Le bas de nylon fonctionne sur un principe inverse. Sa maille, invisible à l'œil nu mais bien réelle, laisse circuler l'air et passer la lumière tout en formant un obstacle physique pour le dard et le bec.

Les fabricants de sachets de protection professionnels, en organza ou en filet fin, vendent d'ailleurs exactement le même principe à grande échelle. Le matériau crée une barrière infranchissable pour les ravageurs tout en assurant une excellente circulation de l'air et le passage de la lumière du soleil, conditions indispensables au mûrissement correct des raisins. Mon voisin n'a rien inventé, il a simplement transposé au collant ce que d'autres achètent en rouleau.

Le geste, expliqué comme il le fait

La méthode tient en trois mouvements. On découpe le collant en tronçons d'une vingtaine de centimètres, on garde un nœud naturel ou on en fait un à une extrémité pour fermer le fond de la chaussette improvisée.

On enfile ensuite par le bas de la grappe, en remontant vers le pédoncule, sans jamais tirer sur les grains eux-mêmes. Le geste doit rester souple, presque une caresse, pour ne pas décrocher les fruits les plus mûrs. Une fois la grappe entièrement engainée, on referme en nouant le haut du bas juste sous le pédoncule, là où la tige rejoint le sarment.

Le nœud reste lâche, jamais serré sur le bois.

Le bon moment, ni trop tôt ni trop tard

Poser le voile n'importe quand ne sert à rien. Il existe une fenêtre précise, celle de la véraison, ce moment où le grain change de couleur et commence à se charger en sucre. Pour le raisin, l'ensachage se pratique juste après la véraison, lorsque les grains ont atteint la taille d'un pois et commencent à se colorer.

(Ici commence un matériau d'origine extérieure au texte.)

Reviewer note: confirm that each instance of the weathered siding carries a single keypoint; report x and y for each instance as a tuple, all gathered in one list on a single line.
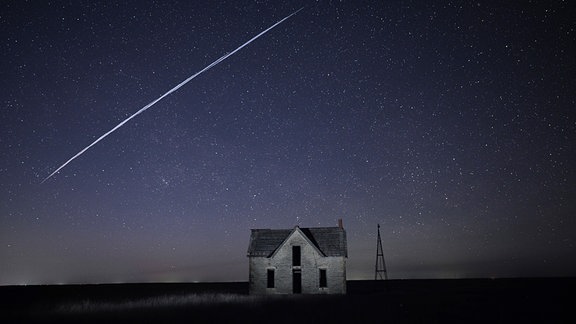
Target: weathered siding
[(311, 262)]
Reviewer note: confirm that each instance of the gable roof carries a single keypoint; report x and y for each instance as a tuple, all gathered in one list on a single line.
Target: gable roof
[(330, 241)]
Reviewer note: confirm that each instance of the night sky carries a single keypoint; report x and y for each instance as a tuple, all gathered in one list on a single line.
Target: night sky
[(452, 125)]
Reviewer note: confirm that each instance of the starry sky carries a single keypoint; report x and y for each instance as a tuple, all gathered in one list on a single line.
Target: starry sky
[(450, 124)]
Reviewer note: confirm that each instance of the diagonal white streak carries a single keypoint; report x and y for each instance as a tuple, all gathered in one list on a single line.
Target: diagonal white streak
[(211, 65)]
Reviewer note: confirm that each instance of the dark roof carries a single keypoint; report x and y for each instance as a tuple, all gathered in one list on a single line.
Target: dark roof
[(331, 241)]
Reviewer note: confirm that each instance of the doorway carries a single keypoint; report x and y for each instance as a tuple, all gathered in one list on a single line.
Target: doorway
[(296, 281)]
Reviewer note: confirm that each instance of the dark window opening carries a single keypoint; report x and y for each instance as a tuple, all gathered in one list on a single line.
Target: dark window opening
[(323, 280), (270, 273), (296, 282), (296, 256)]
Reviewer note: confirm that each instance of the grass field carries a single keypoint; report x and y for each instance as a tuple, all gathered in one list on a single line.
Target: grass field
[(393, 301)]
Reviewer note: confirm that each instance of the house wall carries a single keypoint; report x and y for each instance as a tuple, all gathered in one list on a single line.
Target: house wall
[(311, 262)]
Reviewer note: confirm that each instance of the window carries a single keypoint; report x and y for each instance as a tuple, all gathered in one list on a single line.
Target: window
[(270, 277), (295, 256), (323, 281)]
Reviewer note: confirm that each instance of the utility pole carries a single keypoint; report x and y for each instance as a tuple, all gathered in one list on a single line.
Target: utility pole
[(380, 273)]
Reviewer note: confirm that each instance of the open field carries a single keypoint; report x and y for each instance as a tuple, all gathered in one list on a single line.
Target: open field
[(393, 301)]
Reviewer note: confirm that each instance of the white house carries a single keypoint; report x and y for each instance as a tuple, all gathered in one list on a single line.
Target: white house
[(299, 260)]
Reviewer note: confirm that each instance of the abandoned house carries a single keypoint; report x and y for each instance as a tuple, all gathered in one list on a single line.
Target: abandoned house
[(298, 261)]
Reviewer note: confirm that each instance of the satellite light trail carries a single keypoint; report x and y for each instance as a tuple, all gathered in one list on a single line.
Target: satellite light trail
[(211, 65)]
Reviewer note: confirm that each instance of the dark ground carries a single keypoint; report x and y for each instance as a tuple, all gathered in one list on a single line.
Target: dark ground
[(393, 301)]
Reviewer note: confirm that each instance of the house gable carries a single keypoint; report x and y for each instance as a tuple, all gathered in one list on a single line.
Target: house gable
[(289, 238), (298, 260)]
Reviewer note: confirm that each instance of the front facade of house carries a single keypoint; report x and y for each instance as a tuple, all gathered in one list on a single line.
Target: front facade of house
[(298, 261)]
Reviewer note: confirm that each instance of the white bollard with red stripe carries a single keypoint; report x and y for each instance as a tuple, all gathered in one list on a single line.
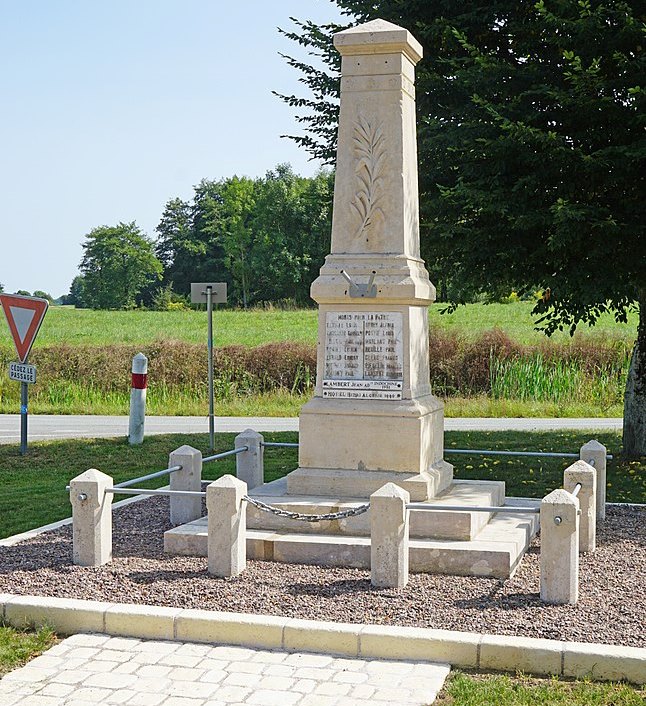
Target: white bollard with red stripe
[(138, 399)]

Trop tôt, le voile gêne encore la croissance du grain qui n'a pas fini de grossir. Trop tard, la grappe a déjà reçu sa première piqûre et le mal est fait : un fruit entamé au moment de la pose ne se rattrape pas, le bas ne fait que retarder la curée. Le moment idéal correspond au changement de couleur des fruits qui deviennent sucrés et attirent les insectes, car une installation trop précoce gênerait la croissance des grains tandis qu'une pose trop tardive ne protégerait pas contre les premières attaques. C'est une fenêtre de quelques jours qu'il faut surveiller de près, grappe par grappe.

Cette logique de calendrier n'a rien d'un caprice de jardinier méticuleux. Dans les zones à risque, une lutte préventive avec des filets à mailles fines offre une bonne protection contre les insectes piqueurs, précisément parce qu'elle intervient avant que le fruit ne présente la moindre ouverture.

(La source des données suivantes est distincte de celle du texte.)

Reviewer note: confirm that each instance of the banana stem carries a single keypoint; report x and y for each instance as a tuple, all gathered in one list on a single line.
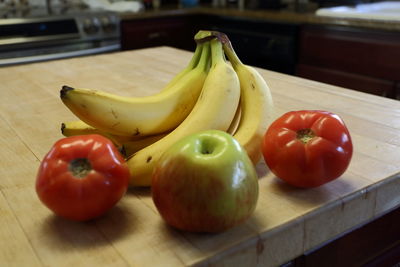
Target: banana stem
[(217, 54), (205, 56), (196, 56), (230, 53)]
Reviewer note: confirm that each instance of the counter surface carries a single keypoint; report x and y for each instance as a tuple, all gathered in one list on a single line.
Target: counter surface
[(287, 221)]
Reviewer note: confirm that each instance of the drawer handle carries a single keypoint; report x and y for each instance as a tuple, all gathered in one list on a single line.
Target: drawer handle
[(155, 35)]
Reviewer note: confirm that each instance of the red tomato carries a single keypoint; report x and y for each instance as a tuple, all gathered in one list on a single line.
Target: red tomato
[(82, 177), (307, 148)]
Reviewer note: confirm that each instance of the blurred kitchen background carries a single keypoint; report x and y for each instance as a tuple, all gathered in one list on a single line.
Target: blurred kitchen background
[(349, 43)]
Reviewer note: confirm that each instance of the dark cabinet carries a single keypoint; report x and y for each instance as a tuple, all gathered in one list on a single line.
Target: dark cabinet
[(259, 43), (149, 32), (359, 59)]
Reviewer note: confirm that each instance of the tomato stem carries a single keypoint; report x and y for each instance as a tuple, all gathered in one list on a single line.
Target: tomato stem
[(305, 135), (80, 167)]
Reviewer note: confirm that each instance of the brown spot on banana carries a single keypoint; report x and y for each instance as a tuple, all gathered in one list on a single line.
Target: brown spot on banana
[(115, 115), (137, 132)]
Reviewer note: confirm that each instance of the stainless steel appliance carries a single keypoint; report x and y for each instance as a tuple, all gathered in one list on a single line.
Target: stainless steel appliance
[(31, 34)]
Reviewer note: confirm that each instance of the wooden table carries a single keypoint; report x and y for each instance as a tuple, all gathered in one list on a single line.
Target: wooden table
[(287, 221)]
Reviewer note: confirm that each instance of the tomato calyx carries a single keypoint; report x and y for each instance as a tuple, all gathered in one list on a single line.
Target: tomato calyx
[(80, 167), (305, 135)]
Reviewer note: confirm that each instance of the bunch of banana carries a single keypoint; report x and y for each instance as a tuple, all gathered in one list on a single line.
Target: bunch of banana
[(256, 103), (214, 94), (141, 116)]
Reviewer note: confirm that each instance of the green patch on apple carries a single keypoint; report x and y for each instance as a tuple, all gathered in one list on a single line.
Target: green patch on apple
[(205, 182)]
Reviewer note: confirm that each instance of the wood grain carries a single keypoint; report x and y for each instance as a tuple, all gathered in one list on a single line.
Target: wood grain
[(287, 221)]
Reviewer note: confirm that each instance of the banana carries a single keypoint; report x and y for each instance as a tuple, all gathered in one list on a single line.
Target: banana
[(140, 116), (256, 104), (235, 122), (128, 148), (214, 109)]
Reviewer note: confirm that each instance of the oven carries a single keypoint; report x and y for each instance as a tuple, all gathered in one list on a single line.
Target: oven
[(40, 34)]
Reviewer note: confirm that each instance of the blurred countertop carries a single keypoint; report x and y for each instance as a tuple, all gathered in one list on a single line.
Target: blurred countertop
[(283, 16)]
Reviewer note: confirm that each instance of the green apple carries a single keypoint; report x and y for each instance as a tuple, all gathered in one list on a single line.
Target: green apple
[(205, 183)]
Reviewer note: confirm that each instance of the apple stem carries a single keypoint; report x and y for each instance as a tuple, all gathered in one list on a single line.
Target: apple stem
[(305, 135), (80, 167)]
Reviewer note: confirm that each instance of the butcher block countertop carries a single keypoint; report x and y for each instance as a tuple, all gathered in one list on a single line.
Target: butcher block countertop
[(287, 221)]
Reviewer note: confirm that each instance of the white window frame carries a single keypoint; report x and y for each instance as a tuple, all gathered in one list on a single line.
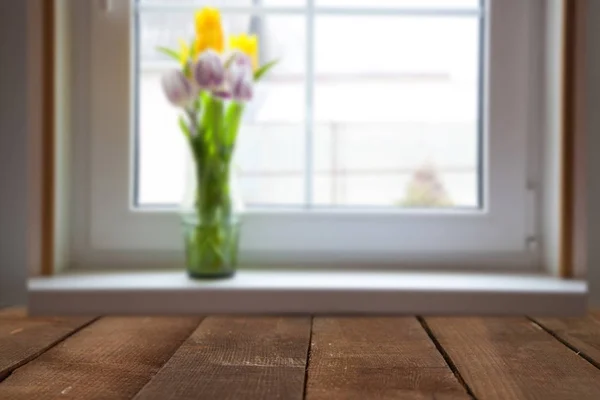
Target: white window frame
[(111, 232)]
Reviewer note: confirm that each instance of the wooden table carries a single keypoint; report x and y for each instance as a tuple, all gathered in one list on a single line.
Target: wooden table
[(298, 357)]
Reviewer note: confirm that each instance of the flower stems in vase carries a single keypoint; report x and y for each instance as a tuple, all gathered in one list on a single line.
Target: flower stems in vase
[(211, 87)]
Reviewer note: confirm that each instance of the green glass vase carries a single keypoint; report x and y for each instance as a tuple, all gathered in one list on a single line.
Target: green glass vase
[(211, 222)]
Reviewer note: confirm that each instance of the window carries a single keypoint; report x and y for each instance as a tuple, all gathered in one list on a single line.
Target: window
[(374, 103)]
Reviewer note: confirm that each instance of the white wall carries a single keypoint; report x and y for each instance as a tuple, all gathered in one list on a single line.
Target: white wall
[(13, 152), (593, 148), (15, 174)]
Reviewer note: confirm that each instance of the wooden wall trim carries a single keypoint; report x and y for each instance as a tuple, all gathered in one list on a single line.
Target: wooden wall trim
[(568, 111), (48, 138), (567, 140)]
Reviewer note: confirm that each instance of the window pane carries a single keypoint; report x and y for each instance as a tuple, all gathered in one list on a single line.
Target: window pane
[(272, 137), (396, 108), (459, 4), (230, 3)]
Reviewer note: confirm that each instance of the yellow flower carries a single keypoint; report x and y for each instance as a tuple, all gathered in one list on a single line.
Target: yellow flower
[(209, 31), (247, 44)]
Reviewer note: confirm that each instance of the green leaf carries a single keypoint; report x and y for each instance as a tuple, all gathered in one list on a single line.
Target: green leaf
[(184, 128), (233, 118), (168, 52), (264, 69)]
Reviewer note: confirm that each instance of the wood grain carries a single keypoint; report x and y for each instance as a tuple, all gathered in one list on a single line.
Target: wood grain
[(23, 338), (48, 137), (567, 145), (513, 358), (237, 358), (582, 334), (364, 358), (113, 358)]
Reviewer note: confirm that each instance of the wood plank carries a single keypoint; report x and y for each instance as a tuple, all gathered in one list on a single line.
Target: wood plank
[(23, 338), (582, 334), (513, 358), (237, 358), (364, 358), (113, 358)]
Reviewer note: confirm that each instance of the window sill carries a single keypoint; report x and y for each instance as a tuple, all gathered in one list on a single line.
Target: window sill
[(282, 292)]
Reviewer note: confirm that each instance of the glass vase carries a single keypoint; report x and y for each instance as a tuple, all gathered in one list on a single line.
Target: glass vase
[(211, 223)]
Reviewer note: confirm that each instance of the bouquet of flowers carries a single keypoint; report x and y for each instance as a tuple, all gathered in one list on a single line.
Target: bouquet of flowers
[(211, 87)]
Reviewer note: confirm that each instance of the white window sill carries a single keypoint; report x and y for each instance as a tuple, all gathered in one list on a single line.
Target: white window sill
[(282, 292)]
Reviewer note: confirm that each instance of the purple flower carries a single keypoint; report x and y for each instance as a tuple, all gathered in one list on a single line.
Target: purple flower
[(209, 73), (178, 89), (240, 77)]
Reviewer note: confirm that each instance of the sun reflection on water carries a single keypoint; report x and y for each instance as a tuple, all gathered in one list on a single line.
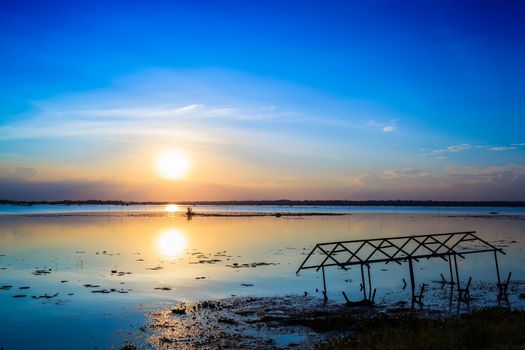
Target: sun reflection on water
[(171, 243)]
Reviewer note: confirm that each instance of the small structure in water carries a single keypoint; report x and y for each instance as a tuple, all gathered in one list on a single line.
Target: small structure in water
[(446, 246)]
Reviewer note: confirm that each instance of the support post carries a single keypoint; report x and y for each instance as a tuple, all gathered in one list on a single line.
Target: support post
[(369, 284), (324, 285), (457, 271), (450, 269), (497, 266), (363, 282), (412, 282)]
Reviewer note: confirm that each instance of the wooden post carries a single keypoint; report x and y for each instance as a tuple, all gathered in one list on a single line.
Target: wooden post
[(412, 282), (450, 268), (457, 271), (369, 284), (324, 285), (363, 282), (497, 266)]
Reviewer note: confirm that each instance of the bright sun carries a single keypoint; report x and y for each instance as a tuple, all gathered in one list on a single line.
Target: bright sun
[(172, 164)]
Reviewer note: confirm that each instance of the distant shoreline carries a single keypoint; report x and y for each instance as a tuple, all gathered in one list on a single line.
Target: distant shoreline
[(285, 202)]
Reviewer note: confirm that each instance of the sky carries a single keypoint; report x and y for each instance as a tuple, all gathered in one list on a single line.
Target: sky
[(266, 100)]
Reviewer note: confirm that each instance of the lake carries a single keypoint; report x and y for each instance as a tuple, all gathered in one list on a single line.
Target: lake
[(84, 277)]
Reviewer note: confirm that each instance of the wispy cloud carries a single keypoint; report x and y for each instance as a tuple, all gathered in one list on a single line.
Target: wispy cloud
[(501, 148), (386, 127)]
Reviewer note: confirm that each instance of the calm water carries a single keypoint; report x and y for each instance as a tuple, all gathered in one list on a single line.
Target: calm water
[(173, 208), (194, 260)]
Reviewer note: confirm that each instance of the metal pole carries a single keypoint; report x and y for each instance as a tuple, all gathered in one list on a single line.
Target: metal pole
[(324, 284), (363, 282), (369, 284), (450, 268), (457, 272), (412, 283), (497, 266)]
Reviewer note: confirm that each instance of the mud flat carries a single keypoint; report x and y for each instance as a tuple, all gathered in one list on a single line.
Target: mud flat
[(297, 322)]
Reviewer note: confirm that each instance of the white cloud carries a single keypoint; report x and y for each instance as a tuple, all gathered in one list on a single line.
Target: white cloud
[(501, 148), (384, 126)]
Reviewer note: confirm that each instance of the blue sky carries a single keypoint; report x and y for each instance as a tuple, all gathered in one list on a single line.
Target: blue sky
[(303, 99)]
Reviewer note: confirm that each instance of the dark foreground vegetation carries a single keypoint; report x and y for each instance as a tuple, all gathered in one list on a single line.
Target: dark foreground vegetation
[(286, 202), (301, 322), (492, 328)]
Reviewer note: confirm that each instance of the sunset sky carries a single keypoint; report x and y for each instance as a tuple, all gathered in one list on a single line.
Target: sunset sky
[(267, 100)]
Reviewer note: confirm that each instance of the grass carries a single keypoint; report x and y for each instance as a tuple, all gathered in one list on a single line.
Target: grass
[(491, 328)]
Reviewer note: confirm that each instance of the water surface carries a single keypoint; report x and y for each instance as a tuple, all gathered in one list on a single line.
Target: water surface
[(153, 260)]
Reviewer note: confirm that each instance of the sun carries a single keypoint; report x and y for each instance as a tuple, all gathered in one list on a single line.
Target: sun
[(172, 164)]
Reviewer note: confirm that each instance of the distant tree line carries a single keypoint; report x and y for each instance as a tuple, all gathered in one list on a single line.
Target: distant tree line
[(287, 202)]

Les deux erreurs qui ruinent tout

La première erreur consiste à laver le bas entre deux usages, en pensant bien faire. Les résidus de lessive parfumée qui restent piégés dans la maille attirent parfois plus d'insectes qu'ils n'en repoussent, et l'élasticité du nylon s'en trouve abîmée.

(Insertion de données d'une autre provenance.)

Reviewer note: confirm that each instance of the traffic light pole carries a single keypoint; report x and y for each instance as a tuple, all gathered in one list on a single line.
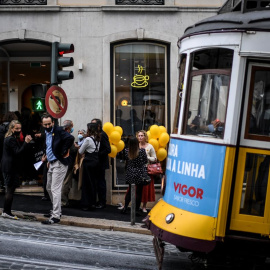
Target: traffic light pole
[(54, 64)]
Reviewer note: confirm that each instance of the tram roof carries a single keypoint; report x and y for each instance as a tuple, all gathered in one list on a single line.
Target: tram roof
[(232, 22)]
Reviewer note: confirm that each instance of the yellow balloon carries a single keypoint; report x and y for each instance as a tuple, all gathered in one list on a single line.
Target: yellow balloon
[(162, 129), (164, 139), (154, 143), (161, 154), (154, 130), (113, 151), (149, 135), (118, 129), (115, 137), (120, 146), (108, 128)]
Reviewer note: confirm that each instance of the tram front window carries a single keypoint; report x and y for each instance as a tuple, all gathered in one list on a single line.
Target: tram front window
[(255, 184), (258, 120), (207, 107), (208, 93)]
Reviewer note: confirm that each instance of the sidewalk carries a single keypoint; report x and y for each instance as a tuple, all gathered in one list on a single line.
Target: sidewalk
[(109, 218)]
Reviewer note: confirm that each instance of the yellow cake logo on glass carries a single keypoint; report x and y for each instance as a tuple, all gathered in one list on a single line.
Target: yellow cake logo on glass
[(140, 80)]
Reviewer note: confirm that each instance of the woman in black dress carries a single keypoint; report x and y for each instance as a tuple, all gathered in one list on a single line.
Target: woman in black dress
[(90, 149), (136, 159), (12, 158)]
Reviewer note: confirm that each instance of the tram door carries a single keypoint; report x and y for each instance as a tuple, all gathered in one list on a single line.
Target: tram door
[(251, 201)]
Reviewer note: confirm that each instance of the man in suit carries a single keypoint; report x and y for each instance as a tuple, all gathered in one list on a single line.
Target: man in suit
[(58, 143), (104, 150)]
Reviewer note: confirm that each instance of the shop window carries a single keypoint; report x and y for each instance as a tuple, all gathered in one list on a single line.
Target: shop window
[(139, 92), (3, 83), (208, 93)]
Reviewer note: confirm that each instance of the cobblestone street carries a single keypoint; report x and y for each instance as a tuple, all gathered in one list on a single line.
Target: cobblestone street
[(30, 245)]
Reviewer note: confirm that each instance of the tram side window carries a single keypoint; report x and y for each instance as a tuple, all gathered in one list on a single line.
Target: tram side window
[(255, 184), (208, 93), (258, 120)]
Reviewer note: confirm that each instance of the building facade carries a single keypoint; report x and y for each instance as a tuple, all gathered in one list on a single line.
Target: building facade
[(126, 59)]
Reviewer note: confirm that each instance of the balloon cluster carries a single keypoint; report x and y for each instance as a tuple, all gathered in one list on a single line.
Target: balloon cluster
[(159, 138), (114, 134)]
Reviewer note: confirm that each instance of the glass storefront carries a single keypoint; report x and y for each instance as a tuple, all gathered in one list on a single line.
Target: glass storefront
[(140, 86), (4, 62)]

La seconde erreur, plus insidieuse, c'est de garder le même bas d'une saison sur l'autre. Les mailles se distendent avec la chaleur et les intempéries, des micro-trous apparaissent là où on ne les voit pas, et une guêpe n'a besoin que d'un passage minuscule pour se faufiler jusqu'au grain.

Pour les figues, qui mûrissent en même temps sur la même terrasse, mon voisin préfère une petite pochette d'organza plutôt que le collant. Le tissu, plus rigide, épouse moins bien la forme allongée de la grappe de raisin mais tient parfaitement autour du fruit rond de la figue, avec le même principe de maille respirante.

Cette astuce reste taillée pour le jardin, pas pour le vignoble. Sur une treille de particulier, quelques dizaines de grappes se protègent en une soirée avec une boîte de vieux collants. À l'échelle d'une parcelle de vigne, personne n'enfile des bas un par un, et les viticulteurs comptent sur d'autres méthodes de protection préventive contre ces mêmes insectes.